Oumar Baldet Dimanche, 01 Novembre 2015 21:21
Chers amies, amis,
Après près de trois décennies pendant lesquelles la Guinée a été pour moi synonyme de dépenser mes maigres économies – dépenses avisées rassurez-vous – j’y débarque ce mois d’octobre, mois anniversaire des 57 ans d’indépendance du pays, pour investir dans une petite affaire de tourisme solidaire permettant de revisiter mes racines et me rendre utiles à ceux qui ne font l’objet que de peu d’attention dans ce monde de plus en plus sophistiqué et autiste.
Lors de mon dernier séjour en Guinée entre 2007 et 2012, j’avais sillonné le pays entier à claironner la paix au sortir de 50 ans de deux dictatures opposées dans le style, mais jumelles dans leurs effets catastrophiques sur les habitants, leurs fortunes, leur culture et leur morale que la diaspora guinéenne, dont je suis issu, évoque encore avec nostalgie.
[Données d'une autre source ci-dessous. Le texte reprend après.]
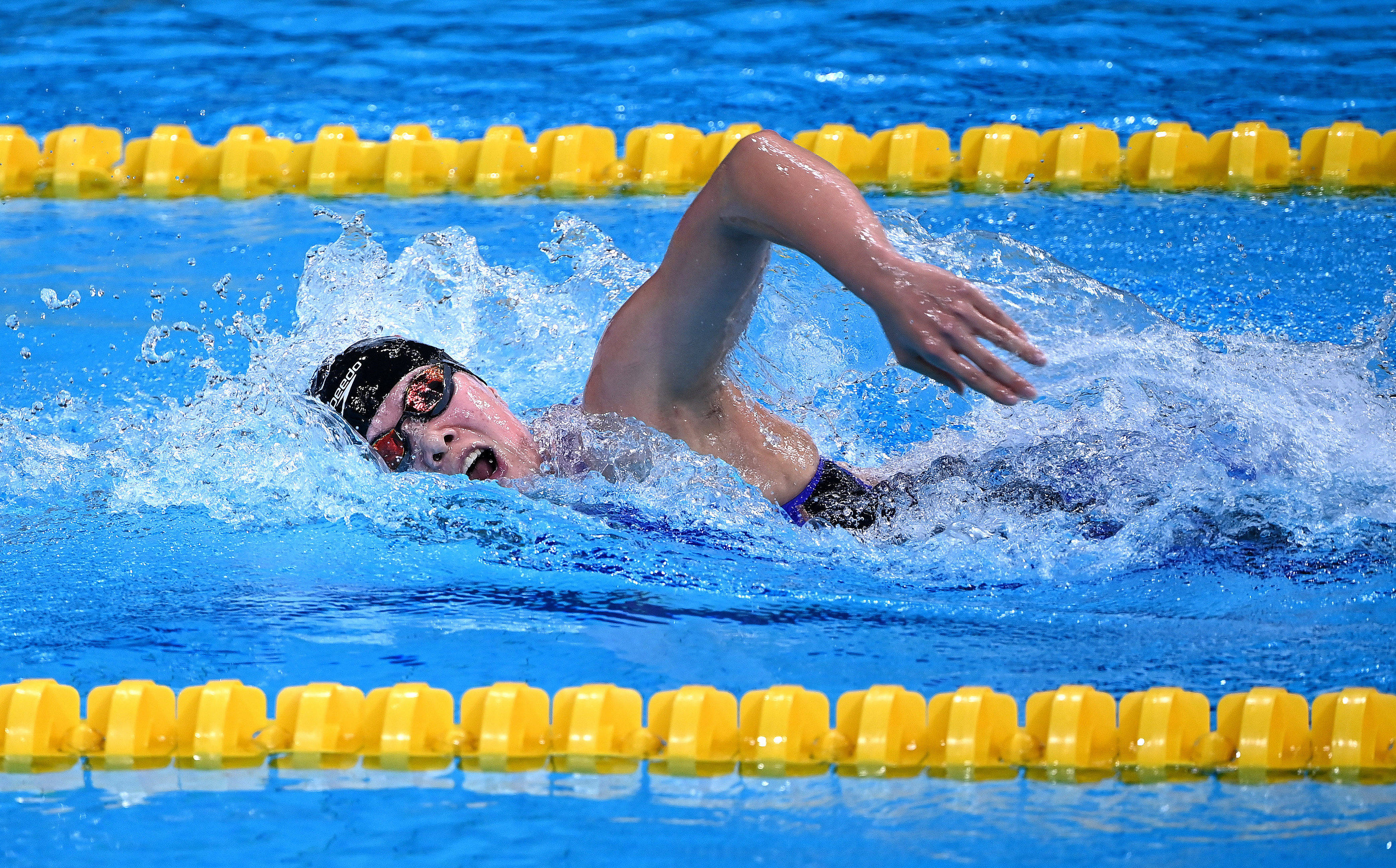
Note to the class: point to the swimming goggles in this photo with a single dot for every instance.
(429, 394)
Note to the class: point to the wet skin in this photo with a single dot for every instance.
(664, 353)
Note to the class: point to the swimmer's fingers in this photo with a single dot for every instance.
(925, 369)
(939, 356)
(1014, 342)
(1006, 384)
(1002, 328)
(975, 377)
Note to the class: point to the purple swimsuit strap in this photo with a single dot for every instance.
(792, 507)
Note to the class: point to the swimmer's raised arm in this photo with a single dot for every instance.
(662, 356)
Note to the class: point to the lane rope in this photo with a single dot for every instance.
(1074, 733)
(84, 161)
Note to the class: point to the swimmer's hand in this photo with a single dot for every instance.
(935, 323)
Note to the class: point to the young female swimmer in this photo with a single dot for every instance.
(662, 356)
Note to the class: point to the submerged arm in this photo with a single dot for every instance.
(662, 356)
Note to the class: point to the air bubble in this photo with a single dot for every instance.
(51, 299)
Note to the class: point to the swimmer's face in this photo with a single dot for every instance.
(477, 434)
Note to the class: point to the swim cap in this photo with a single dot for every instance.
(357, 381)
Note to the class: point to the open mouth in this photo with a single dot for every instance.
(482, 464)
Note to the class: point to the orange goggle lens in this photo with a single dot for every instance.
(391, 450)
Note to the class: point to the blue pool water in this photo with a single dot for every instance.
(1223, 418)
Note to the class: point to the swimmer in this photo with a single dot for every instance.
(662, 359)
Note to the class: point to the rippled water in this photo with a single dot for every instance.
(1204, 496)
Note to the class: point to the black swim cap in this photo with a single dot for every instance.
(357, 381)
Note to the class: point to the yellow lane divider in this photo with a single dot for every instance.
(1074, 733)
(84, 161)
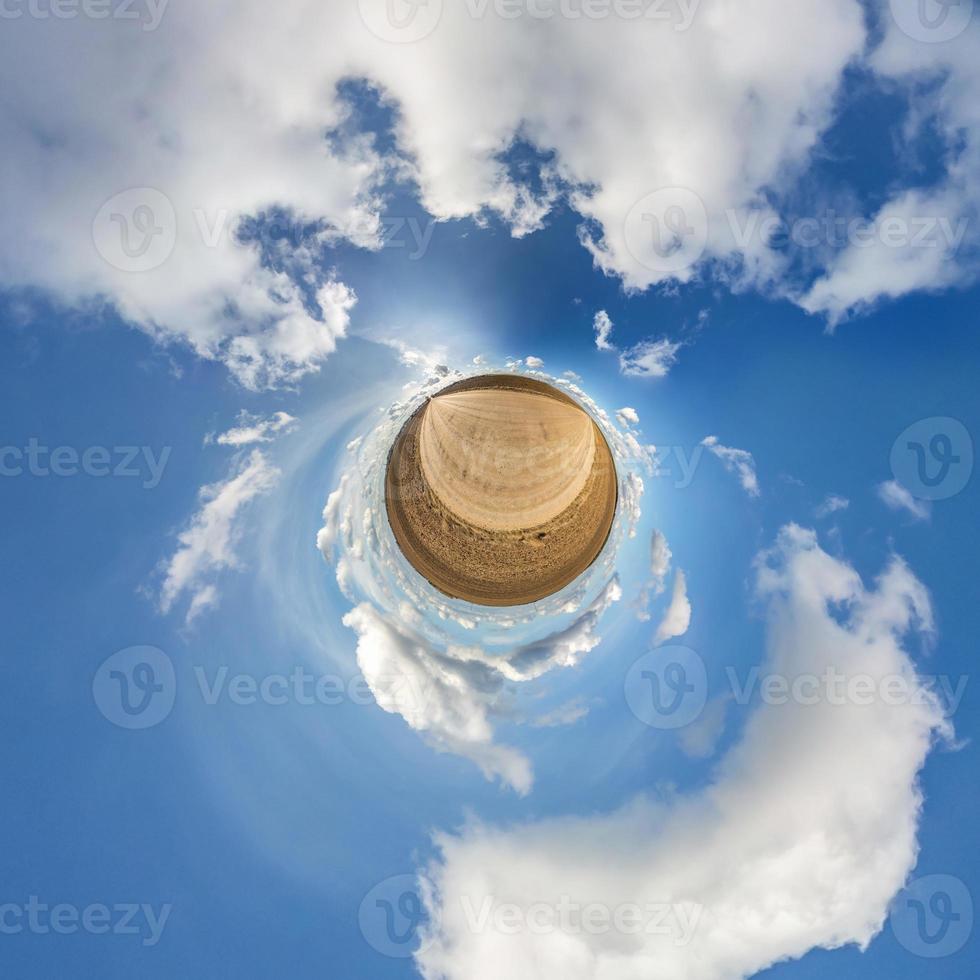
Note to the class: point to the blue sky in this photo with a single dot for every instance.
(252, 837)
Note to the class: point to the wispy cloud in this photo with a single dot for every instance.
(649, 358)
(602, 325)
(627, 417)
(209, 543)
(254, 428)
(737, 461)
(831, 505)
(897, 497)
(677, 619)
(797, 841)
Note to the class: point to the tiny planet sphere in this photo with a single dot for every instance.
(500, 490)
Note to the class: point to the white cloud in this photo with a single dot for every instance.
(660, 556)
(698, 740)
(254, 428)
(924, 239)
(737, 461)
(897, 497)
(753, 88)
(831, 504)
(822, 799)
(208, 545)
(448, 699)
(649, 358)
(566, 714)
(677, 619)
(603, 329)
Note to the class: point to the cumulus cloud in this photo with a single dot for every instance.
(660, 558)
(446, 698)
(208, 544)
(698, 740)
(677, 619)
(649, 359)
(627, 417)
(254, 428)
(897, 497)
(737, 461)
(922, 239)
(823, 800)
(746, 114)
(454, 695)
(831, 505)
(602, 326)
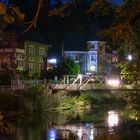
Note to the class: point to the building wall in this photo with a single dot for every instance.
(10, 56)
(35, 54)
(92, 60)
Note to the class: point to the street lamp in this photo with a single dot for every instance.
(129, 57)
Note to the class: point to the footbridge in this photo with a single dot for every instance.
(92, 82)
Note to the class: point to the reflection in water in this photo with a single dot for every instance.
(113, 118)
(95, 125)
(51, 134)
(75, 131)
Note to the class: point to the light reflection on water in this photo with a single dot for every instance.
(84, 131)
(94, 125)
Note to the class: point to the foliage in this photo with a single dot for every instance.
(10, 14)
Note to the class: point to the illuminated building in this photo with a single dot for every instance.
(21, 55)
(92, 60)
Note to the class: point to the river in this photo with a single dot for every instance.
(100, 123)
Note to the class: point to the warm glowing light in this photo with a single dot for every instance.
(92, 68)
(129, 57)
(113, 119)
(113, 82)
(52, 61)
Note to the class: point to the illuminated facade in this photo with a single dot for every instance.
(21, 55)
(35, 57)
(92, 60)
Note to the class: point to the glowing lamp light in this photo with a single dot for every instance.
(92, 68)
(113, 82)
(52, 134)
(129, 57)
(52, 61)
(113, 119)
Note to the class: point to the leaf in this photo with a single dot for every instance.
(3, 8)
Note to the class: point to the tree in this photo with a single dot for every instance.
(10, 14)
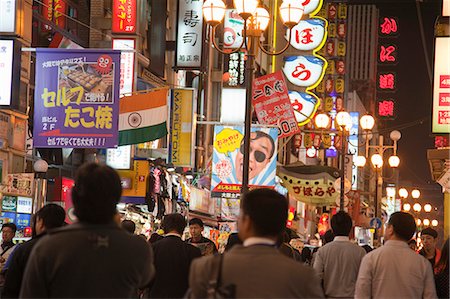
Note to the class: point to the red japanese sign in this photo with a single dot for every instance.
(124, 16)
(272, 104)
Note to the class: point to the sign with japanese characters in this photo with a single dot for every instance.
(304, 71)
(189, 36)
(6, 67)
(272, 105)
(308, 35)
(232, 30)
(441, 87)
(305, 106)
(228, 159)
(126, 63)
(124, 16)
(76, 98)
(8, 19)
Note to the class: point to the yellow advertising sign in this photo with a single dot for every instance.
(182, 127)
(134, 181)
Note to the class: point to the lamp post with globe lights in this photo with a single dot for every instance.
(377, 162)
(344, 123)
(256, 20)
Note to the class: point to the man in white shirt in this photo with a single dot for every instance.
(257, 269)
(337, 263)
(394, 270)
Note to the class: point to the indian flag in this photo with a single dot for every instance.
(143, 117)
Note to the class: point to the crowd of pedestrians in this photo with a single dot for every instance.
(99, 257)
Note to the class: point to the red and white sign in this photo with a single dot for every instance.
(126, 64)
(441, 88)
(124, 16)
(272, 104)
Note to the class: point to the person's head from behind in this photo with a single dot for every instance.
(173, 223)
(429, 238)
(96, 192)
(341, 223)
(48, 217)
(328, 237)
(129, 226)
(401, 226)
(8, 232)
(196, 228)
(263, 214)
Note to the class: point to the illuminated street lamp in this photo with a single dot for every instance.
(256, 20)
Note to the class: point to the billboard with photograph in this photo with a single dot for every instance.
(76, 98)
(228, 159)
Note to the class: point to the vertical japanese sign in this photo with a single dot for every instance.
(441, 88)
(8, 19)
(189, 35)
(272, 104)
(76, 98)
(126, 81)
(6, 67)
(124, 16)
(182, 127)
(228, 159)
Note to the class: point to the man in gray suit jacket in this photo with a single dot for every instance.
(257, 269)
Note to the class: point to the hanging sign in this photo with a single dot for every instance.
(305, 106)
(304, 71)
(272, 105)
(228, 159)
(76, 98)
(308, 35)
(124, 16)
(441, 87)
(189, 36)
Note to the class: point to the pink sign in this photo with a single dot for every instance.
(272, 104)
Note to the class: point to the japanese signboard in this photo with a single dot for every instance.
(6, 71)
(76, 98)
(8, 19)
(232, 31)
(272, 105)
(181, 150)
(124, 16)
(126, 64)
(189, 36)
(441, 86)
(228, 159)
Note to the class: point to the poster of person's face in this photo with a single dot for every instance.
(228, 159)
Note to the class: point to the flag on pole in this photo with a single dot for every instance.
(143, 117)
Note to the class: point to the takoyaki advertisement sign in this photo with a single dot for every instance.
(76, 101)
(228, 159)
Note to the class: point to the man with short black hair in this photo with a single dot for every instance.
(8, 234)
(81, 260)
(49, 217)
(256, 269)
(394, 270)
(206, 246)
(337, 263)
(173, 259)
(429, 250)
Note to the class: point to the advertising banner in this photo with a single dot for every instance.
(228, 159)
(76, 98)
(182, 128)
(441, 88)
(272, 104)
(189, 34)
(124, 16)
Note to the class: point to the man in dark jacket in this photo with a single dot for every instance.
(49, 217)
(173, 259)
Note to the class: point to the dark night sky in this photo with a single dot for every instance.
(414, 92)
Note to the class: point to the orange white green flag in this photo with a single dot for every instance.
(143, 117)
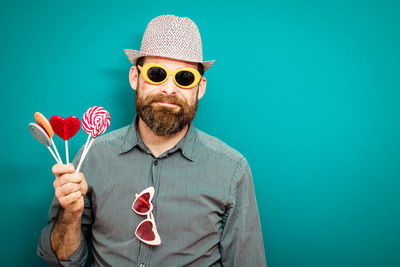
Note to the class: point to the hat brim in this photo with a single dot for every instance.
(133, 55)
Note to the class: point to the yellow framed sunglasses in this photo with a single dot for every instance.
(157, 74)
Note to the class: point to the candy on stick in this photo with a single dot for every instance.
(42, 137)
(44, 123)
(95, 122)
(65, 128)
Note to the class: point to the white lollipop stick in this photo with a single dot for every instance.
(55, 148)
(87, 142)
(52, 153)
(83, 156)
(66, 151)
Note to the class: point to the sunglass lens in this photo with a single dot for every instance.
(184, 78)
(156, 74)
(142, 204)
(145, 231)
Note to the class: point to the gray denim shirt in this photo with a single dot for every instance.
(204, 204)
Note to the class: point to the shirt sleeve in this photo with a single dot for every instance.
(44, 249)
(241, 241)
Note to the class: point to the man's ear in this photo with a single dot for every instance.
(133, 77)
(202, 87)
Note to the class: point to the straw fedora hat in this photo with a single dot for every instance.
(171, 37)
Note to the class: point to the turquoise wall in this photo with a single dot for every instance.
(308, 91)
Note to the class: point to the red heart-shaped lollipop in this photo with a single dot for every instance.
(65, 128)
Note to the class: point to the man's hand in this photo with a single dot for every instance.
(70, 188)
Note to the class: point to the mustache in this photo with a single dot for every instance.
(165, 98)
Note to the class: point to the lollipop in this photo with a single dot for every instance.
(42, 137)
(95, 122)
(44, 123)
(65, 128)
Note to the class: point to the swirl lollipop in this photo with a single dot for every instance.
(95, 122)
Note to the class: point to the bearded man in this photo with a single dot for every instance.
(158, 192)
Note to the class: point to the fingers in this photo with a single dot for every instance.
(68, 200)
(59, 169)
(70, 187)
(68, 178)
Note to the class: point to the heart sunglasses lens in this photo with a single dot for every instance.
(142, 204)
(156, 74)
(145, 231)
(184, 78)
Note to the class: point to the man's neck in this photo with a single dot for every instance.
(159, 144)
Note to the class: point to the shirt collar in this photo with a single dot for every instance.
(185, 145)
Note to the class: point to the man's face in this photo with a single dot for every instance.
(166, 108)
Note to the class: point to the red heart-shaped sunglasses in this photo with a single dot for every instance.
(146, 231)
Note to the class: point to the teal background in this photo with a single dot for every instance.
(307, 91)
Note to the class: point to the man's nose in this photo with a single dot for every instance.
(169, 86)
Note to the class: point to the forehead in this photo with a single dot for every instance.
(170, 63)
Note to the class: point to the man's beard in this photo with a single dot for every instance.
(163, 120)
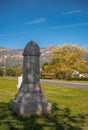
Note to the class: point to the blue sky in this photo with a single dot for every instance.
(47, 22)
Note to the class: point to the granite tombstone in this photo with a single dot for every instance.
(30, 99)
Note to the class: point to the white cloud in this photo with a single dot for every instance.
(72, 12)
(36, 21)
(69, 25)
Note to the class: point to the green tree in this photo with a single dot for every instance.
(65, 59)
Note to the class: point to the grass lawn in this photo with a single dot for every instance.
(69, 112)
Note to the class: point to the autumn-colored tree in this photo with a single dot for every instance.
(65, 59)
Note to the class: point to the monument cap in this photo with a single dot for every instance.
(31, 49)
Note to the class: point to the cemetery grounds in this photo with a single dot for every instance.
(69, 109)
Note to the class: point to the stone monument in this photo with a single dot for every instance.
(30, 99)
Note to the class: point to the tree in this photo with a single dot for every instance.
(65, 59)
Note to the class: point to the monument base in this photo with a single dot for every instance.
(32, 108)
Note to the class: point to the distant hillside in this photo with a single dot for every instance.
(14, 56)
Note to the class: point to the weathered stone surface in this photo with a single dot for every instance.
(30, 99)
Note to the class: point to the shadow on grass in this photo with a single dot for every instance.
(60, 119)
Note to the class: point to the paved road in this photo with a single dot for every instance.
(61, 83)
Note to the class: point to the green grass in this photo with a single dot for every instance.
(69, 112)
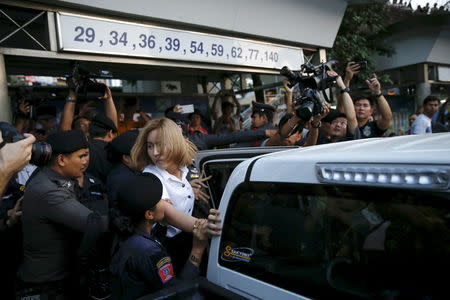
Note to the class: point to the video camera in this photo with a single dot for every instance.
(312, 81)
(40, 151)
(82, 81)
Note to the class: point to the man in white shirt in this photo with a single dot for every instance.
(423, 122)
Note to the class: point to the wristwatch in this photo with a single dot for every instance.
(71, 99)
(345, 90)
(317, 125)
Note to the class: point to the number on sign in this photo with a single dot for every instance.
(113, 35)
(116, 39)
(150, 41)
(236, 52)
(271, 56)
(172, 44)
(253, 53)
(123, 39)
(196, 48)
(216, 50)
(89, 32)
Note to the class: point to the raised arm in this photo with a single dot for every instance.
(346, 102)
(238, 105)
(110, 107)
(68, 112)
(384, 110)
(288, 96)
(214, 111)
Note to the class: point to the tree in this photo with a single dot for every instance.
(358, 38)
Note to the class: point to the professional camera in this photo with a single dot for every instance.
(40, 153)
(82, 81)
(313, 81)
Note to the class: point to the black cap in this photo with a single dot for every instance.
(332, 115)
(69, 141)
(139, 193)
(262, 108)
(177, 117)
(102, 121)
(44, 112)
(124, 142)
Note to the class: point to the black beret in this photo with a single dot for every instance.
(180, 119)
(139, 193)
(45, 112)
(262, 108)
(332, 115)
(102, 121)
(124, 142)
(69, 141)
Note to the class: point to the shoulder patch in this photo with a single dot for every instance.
(166, 272)
(163, 261)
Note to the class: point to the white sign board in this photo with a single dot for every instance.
(443, 73)
(97, 35)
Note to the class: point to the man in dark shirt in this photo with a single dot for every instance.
(119, 151)
(364, 106)
(262, 117)
(51, 214)
(102, 130)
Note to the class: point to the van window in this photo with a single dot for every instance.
(328, 241)
(220, 172)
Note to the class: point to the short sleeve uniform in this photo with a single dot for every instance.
(140, 266)
(371, 129)
(179, 191)
(421, 125)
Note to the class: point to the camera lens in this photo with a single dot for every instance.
(40, 153)
(304, 112)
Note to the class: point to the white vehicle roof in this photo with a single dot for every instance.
(299, 165)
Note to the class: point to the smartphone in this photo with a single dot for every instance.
(362, 64)
(187, 109)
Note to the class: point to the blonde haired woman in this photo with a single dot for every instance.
(162, 150)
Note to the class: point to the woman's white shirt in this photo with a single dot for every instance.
(178, 191)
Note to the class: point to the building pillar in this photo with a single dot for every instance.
(5, 103)
(423, 86)
(423, 89)
(322, 55)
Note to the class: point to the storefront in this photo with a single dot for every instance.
(165, 53)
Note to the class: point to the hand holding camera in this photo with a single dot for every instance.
(14, 156)
(18, 149)
(374, 84)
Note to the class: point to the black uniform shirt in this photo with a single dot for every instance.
(255, 143)
(139, 267)
(51, 214)
(99, 165)
(371, 129)
(119, 174)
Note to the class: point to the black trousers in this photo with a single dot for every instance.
(179, 248)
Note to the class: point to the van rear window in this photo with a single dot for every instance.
(325, 241)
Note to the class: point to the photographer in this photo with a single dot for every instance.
(52, 214)
(76, 85)
(364, 106)
(13, 157)
(342, 128)
(228, 121)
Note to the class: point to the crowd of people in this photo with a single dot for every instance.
(117, 210)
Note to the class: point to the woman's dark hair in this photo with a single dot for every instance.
(123, 226)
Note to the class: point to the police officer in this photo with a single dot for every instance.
(102, 130)
(262, 117)
(51, 214)
(119, 154)
(141, 265)
(208, 141)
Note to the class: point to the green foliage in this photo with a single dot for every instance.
(358, 38)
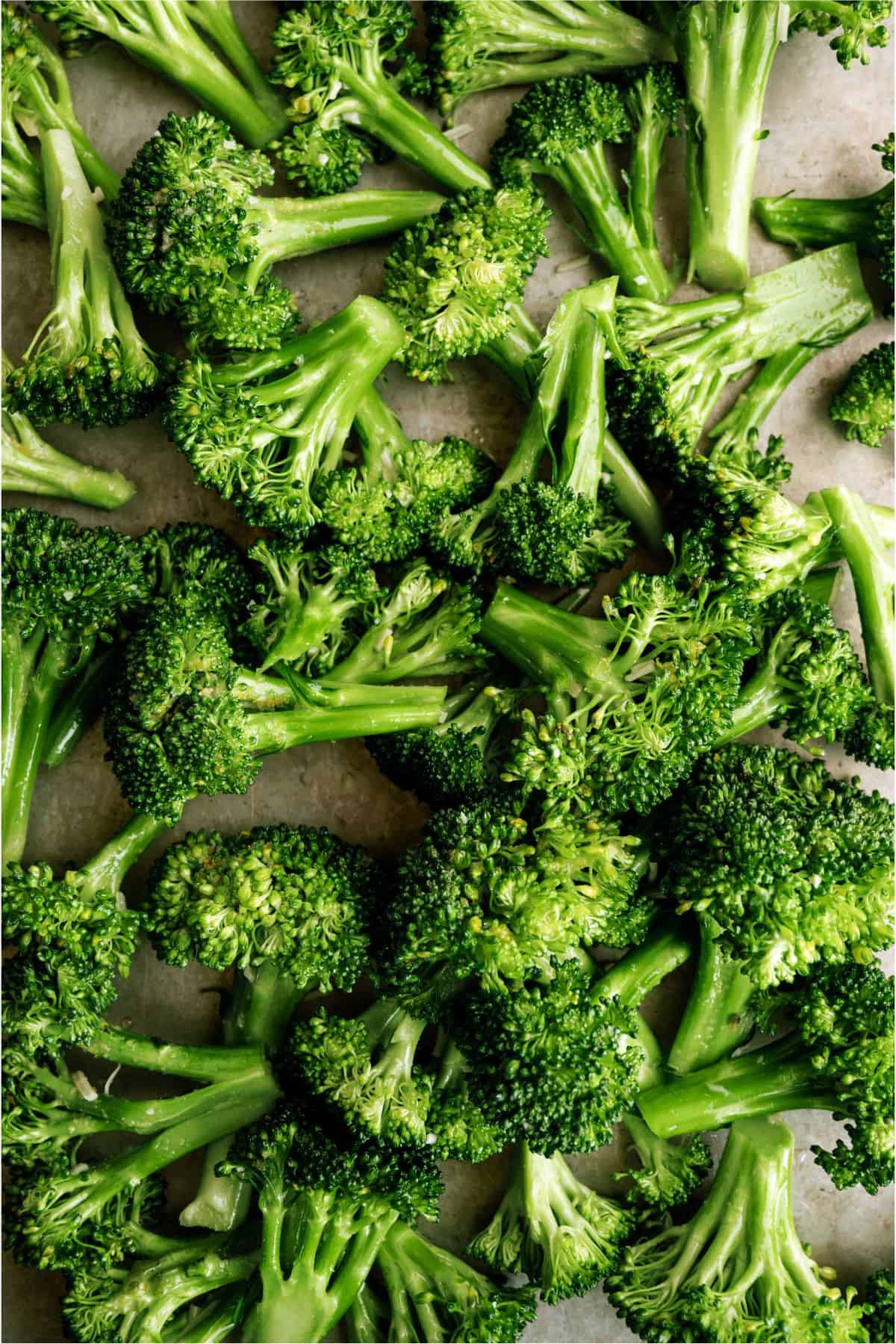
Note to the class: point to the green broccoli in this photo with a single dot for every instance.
(260, 429)
(559, 128)
(172, 42)
(481, 45)
(864, 405)
(837, 1057)
(87, 362)
(191, 235)
(348, 69)
(738, 1269)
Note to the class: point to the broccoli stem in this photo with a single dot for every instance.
(872, 573)
(726, 53)
(716, 1019)
(293, 228)
(763, 1082)
(801, 222)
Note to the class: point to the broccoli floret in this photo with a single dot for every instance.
(388, 507)
(724, 47)
(738, 1269)
(193, 237)
(339, 1196)
(864, 405)
(348, 67)
(172, 42)
(632, 699)
(65, 591)
(837, 1058)
(553, 1229)
(492, 895)
(187, 719)
(455, 280)
(558, 129)
(260, 440)
(87, 362)
(481, 45)
(429, 1293)
(34, 467)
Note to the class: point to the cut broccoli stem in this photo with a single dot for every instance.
(716, 1019)
(727, 53)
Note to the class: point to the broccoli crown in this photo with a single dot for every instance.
(492, 895)
(547, 1062)
(722, 1278)
(183, 222)
(292, 895)
(452, 279)
(864, 405)
(793, 865)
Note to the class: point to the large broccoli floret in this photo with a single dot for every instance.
(492, 895)
(864, 405)
(348, 67)
(65, 591)
(388, 507)
(632, 699)
(455, 281)
(484, 45)
(37, 99)
(738, 1269)
(87, 362)
(732, 47)
(554, 1229)
(837, 1058)
(193, 237)
(172, 42)
(429, 1293)
(260, 429)
(558, 129)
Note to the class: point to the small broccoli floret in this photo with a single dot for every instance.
(738, 1269)
(37, 99)
(172, 42)
(632, 699)
(558, 129)
(494, 897)
(481, 45)
(455, 281)
(193, 237)
(260, 429)
(87, 362)
(388, 507)
(349, 67)
(553, 1229)
(864, 405)
(837, 1058)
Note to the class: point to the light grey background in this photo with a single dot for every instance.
(822, 122)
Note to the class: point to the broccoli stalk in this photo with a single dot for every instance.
(336, 58)
(34, 467)
(87, 362)
(261, 440)
(482, 45)
(166, 40)
(739, 1265)
(836, 1058)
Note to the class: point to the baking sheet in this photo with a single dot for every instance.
(818, 146)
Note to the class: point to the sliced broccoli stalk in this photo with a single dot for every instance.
(481, 45)
(864, 405)
(87, 362)
(738, 1261)
(166, 40)
(261, 440)
(336, 60)
(34, 467)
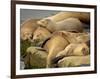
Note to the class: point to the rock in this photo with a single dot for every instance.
(35, 58)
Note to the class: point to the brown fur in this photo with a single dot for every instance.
(27, 28)
(56, 44)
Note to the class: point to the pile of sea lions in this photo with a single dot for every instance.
(60, 40)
De 2007 et 2012, j’avais côtoyé ceux qui ont la charge de dessiner l’avenir du pays : politiciens, militaires, société civile, leaders traditionnels et religieux, intellectuels et militants de tous les niveaux. Souvent intelligents et rusés, j’ai rencontré peu d’entre eux qui étaient vraiment concernés par la simple beauté des choses. J’entends par ce qui ne peut être possédé, qui n’a pas d’utilité, mais qui nous coupe le souffle quand on daigne lui accorder de l’attention : un coucher de soleil, une chute d’eau, un village typiquement africain fait de cases aux toits de chaume, une île perdue cerclée de plages, un sommet de montagne qui surplombe le monde alentour, une forêt dense dont la pénombre et l’humidité regorgent de vie, d’espèces végétales et animales évoluant à un rythme et dans un sens différents des nôtres, l’enthousiasme matinal des paysans un jour de récolte, les musiques et danses pour fêter l’abondance, le bondissement furtif d’un fauve dans les fourrés, le sourire d’un vieillard ayant mâché de la cola ou le chant d’une petite fille venant du puit d’eau avec une cruche en équilibre sur sa tête.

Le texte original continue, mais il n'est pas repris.